In this original study, Scharf investigates issues of national identity in films of the New German Cinema. Using a cultural studies analysis, Scharf argues that the conflict between this generation of critical filmmakers and their ‘German-ness’ translate into feature films that construct, and are pervaded by, a sense of "homelessness" at home.

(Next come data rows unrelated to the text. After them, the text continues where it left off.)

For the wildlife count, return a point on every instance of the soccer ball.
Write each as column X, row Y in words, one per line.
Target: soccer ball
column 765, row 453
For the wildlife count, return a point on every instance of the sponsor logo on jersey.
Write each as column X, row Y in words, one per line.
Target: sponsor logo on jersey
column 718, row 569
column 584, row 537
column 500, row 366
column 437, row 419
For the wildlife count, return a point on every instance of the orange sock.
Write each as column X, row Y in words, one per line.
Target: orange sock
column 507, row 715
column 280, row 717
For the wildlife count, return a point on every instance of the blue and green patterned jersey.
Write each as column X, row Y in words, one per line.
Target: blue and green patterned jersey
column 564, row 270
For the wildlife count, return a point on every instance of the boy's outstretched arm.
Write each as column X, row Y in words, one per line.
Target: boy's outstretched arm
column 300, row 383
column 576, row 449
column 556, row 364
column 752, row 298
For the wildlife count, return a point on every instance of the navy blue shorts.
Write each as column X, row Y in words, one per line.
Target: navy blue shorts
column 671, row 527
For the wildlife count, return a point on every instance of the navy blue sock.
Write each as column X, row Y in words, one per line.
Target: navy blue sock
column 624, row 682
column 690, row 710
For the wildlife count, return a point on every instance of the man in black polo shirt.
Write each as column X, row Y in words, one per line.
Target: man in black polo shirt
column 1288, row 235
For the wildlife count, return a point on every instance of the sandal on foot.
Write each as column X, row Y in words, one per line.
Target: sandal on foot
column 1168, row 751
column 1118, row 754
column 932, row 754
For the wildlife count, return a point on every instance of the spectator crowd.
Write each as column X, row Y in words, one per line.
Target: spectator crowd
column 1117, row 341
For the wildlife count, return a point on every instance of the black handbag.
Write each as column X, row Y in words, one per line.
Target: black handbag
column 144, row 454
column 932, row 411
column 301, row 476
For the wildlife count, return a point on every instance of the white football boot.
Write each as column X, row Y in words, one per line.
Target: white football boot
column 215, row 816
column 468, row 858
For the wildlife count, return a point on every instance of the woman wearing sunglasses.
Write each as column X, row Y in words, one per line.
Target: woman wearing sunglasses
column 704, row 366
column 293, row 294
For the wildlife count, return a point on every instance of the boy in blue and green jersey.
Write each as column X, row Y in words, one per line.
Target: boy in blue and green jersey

As the first cultural studies investigation of this cinematic movement, the book challenges existing film studies accounts by analyzing the New German Cinema within its social, temporal, and spatial contexts. Furthermore, with its broad concerns for the West German production context, the New German Cinema’s reception both nationally and internationally, as well as issues of representation, narration, and ‘Othering,’ Nation and Identity in the New German Cinema offers an interdisciplinary contribution to the ongoing debate on national cinema.
Table of Contents
PART ONE—Setting the Scene
Chapter One: Establishing Shot
PART TWO—Film Analyses
Chapter Two: The Unsettling Setting
Chapter Three: A Matter of Time
Chapter Four: Relative Strangers
Conclusion: The End
Inga Scharf currently works for the German National Academic Foundation. Her publications include the article A Cultural Studies Approach Towards a Critical Understanding of the New German Cinema, and the book chapter National Identity and the Critical Geopolitics of West German Film.